There is one immense point that Pozatek makes: Why, in order to help our children, do we have to examine our own motives as parents and be willing to change?  Because they know.  We can’t hide anything from our children.  Unconsciously or consciously they know what we are feeling.  It doesn’t matter how many insights and skills our young person experiences in wilderness therapy if they come home to the same old same old.  If we choose not to do the work, the therapy is less likely to take firm hold, put down roots, and enable our young person to flourish. 

In short we need to allow our young people to work on themselves by themselves and in return reciprocate by working hard, not on them but on ourselves.  Pozatek doesn’t pretend that our process is going to be easy.  What might be if done whole-heartedly is worth it. 

Pozatek has worked in wilderness therapy programs for well over a decade and has poured her wisdom and experience into this guide. We must examine our own patterns, be willing to change, and to consider what will come after the wilderness therapy experience.  It's not rocket science, but what makes the book extraordinary is that Pozatek never wavers in her goal of reaching us, the parents, and giving us good reasons to throw ourselves fully into the process. 

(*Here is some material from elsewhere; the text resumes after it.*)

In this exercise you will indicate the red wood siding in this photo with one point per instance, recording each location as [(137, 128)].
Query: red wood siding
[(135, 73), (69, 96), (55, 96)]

Perhaps you can envision you and your child walking the Appalachian Trail, not together but from opposite ends. You toil northward from Georgia as your child toils southward from Maine.  In the beginning you are far far apart but you share a common goal and are both working toward meeting up somewhere in the middle. You’re both going to go through a lot, you will both change and look and sound different to one another when you do meet up.   

Maybe you will start out with too much baggage or too little—or altogether the wrong stuff like Bill Bryson’s friend in A Walk in the Woods with his knapsack full of Little Debbies, but with this book in your pack, you will feel supported and nourished all the way.